弥京低头看了一眼自己手臂上那只威风凛凛的雪鹰,努了努嘴。

雪鹰正用那双锐利的眼睛盯着雪莱,似乎在评估这个弥京给他取的破称呼值不值得一爪子挠过去。

见状,弥京没忍住笑了一声,然后“嘬嘬嘬”地逗了逗它。

一瞬间,雪鹰被这声音惹恼了,低头啄了一下他的手指。

“说你两句还不高兴呢,脾气也真和那狗东西有的一拼。”

弥京笑了笑,伸手摸了摸它的脑袋,然后把那枚金色的鳞片递到它面前。

雪鹰歪着头看了看那鳞片,又看了看弥京,似乎明白了什么。

下一秒,它叼起那片金色,展开那双翅膀,冲天而起。

黑白相间的身影在灰白的天幕中盘旋了一圈,然后俯冲而下,准确地飞向那座初代北王墓。

它飞得很低,几乎是贴着雪地掠过。在靠近墓碑的瞬间,它松开了嘴。

那片金色的鳞片打着旋儿落下,轻轻落在墓碑前。

那一刻,天地间仿佛安静了一瞬,只有风雪依旧呼啸。

那个墓碑其实很简陋,就是一块巨大的石碑,上面没有名字,是无字碑。

初代北王的故事已经没有那么清晰了,时间过得太久了,久到连传说都变得模糊。

关于他的故事,很多部分都是靠着后人的想象而杜撰出来的,一代一代地传下去,早就分不清哪些是真,哪些是假。

传言说,当时虫神创造了世界,初代北王得到了虫神的恩赐,来到北部建立了这个地方。

后来,初代北王死于兽潮。

北部雪原再往北走,就是异兽的地盘。

那些异兽通体漆黑,獠牙森然,有的长着三个头,有的长着五个头,咬合力惊人,食量也惊人。

它们非常喜欢袭击虫族,那种恨意刻在骨子里,仿佛与虫族有不共戴天之仇。

有传闻说,这些异兽和虫族一开始其实是同源的,都是虫神创造的生灵。

可虫神眷顾了一部分的虫族,而没有眷顾这些异兽。

它们被遗忘在冰原深处,被风雪侵蚀,被饥饿折磨,看着那些被眷顾的同类繁衍生息,而它们只能在寒冷中苟延残喘。

嫉妒啊。

那种嫉妒经过千百年,早已变成了刻骨的仇恨。

它们恨不得把虫族全部杀光,全部吃光。

初代北王就是死于第一波兽潮。

之后,兽潮就像是一代又一代的诅咒,缠绕着这片土地,无数的北部领袖死在兽潮当中,没能清剿异兽的巢穴。

所以北部一代又一代的领袖和子民都极其善战。

因为他们时刻都需要做好迎接战斗的准备,不是想打,是不得不打。

不打,就会被吞没。

现在,千百年过去了。

那片金色的鳞片,终于落到了初代北王的墓前。

千百年前多少求而不得,千百年后也不过枯骨黄土。

雪莱站在风雪中,望着远处那座无字碑,那双银色的眼睛沉静如水,看不出喜怒。

他不知道师尊与初代北王之间有过什么样的过往,他只知道,师尊把这片逆鳞留了千百年,最后托付给他,要他带到这座墓前。

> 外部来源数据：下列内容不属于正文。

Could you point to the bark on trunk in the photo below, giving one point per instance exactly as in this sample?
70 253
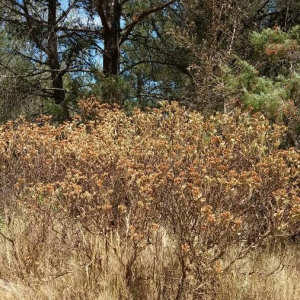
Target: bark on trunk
56 75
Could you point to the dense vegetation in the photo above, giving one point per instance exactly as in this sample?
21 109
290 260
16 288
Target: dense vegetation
157 155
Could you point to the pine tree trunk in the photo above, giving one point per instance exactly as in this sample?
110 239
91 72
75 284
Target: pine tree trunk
56 75
111 58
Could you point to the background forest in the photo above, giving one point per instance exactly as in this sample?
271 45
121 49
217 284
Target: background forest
149 149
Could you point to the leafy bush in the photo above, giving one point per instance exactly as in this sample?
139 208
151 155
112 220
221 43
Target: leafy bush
210 185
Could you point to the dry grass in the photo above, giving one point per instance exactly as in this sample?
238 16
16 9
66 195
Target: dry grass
90 270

那是师尊的执念,也是师尊的放不下,最后到底能不能放下,或许除了师尊之外,也没有谁能知道。

乌希克站在雪莱身侧,顺着他的目光望向那座墓碑,他没有说话,只是轻轻握住了雪莱的手。

风雪还在下。

落在墓碑上,落在雪地里,落在那片金色的逆鳞上,那一点金色,在漫天的白中显得格外耀眼,就像是一颗真心,可惜,是一颗迟来的真心。

在漫天风雪之中,那片金色的鳞片忽然开始发光。

起初只是一点微弱的闪烁,像是雪地里跳动的一簇小小的火焰,可那光芒越来越亮,越来越盛,渐渐地,竟凝成了一个身影坐在墓碑边上,头靠着那块冰冷的石碑。

是龙提尊者。

那位总是游戏人间的师尊,此刻却难得地显出了几分颓丧。

他靠着墓碑,像是靠着什么再也无法触碰的人,那双总是盛满潇洒笑意的眼睛低垂着,看不清里面的神色。

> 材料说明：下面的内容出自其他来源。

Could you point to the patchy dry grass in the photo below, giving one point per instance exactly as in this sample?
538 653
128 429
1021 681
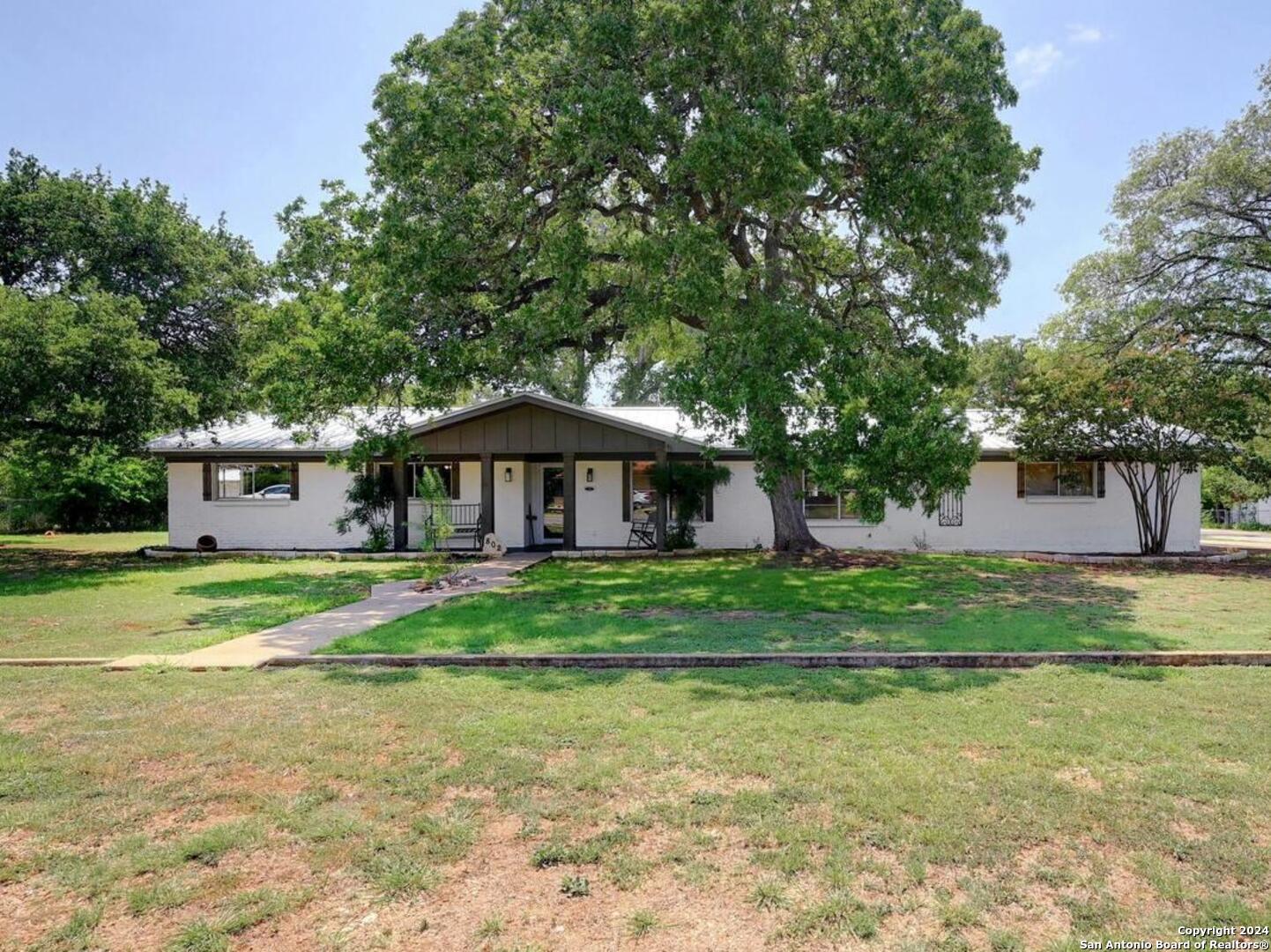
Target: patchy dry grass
899 603
765 807
94 596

风雪呼啸,没有雪花能落在龙提的肩膀上,因为他的身体也已经不是实体了,这只不过是他的一缕残念而已了。

然后,那一缕残念落了一滴泪。

那滴泪无比晶莹,无比剔透,也无比耀眼,它从龙提的眼角滑落,最后溅落在墓碑之上,无声无息渗入了石碑,渗入了那些被风雪侵蚀了千百年的纹理之中。

墓碑依旧是那块无字的墓碑,可在那泪落下的瞬间,有什么东西终于可以安息了。

那滴泪是什么滋味呢?

是遗憾?是释然?是千百年愧疚的执念?还是终于可以放下时的那一点点苦涩?

没有人知道。

只有风雪依旧呼啸,只有那滴泪渗入石碑,只有那个靠在墓碑上的身影,在风雪中渐渐变得透明,最后化作无数光点,消散在天地之间。

执念已去,残魂消散。

千言万语,不过是一句,劝君怜取眼前人啊。

雪莱站在远处的林间,他的睫毛上落了几片雪花,可他没有眨眼,就那样看着,看着师尊的最后一缕气息化作光点,融入漫天风雪。

他想起师尊曾经说过的话:

“这天地万物,风吹草动,花开叶落,人心起灭,只要发生在此界,便没有我不知道的。”

原来,从千年前开始,师尊就一直在看着。

看着初代北王建立这片雪原,看着他一战一战地击退兽潮,看着他最后倒在那些黑色异兽的獠牙之下。

看着他的墓立起来,看着风雪一年又一年地侵蚀那块无字的石碑。

看了千年。

直到今天,那片逆鳞终于回到了它该回的地方。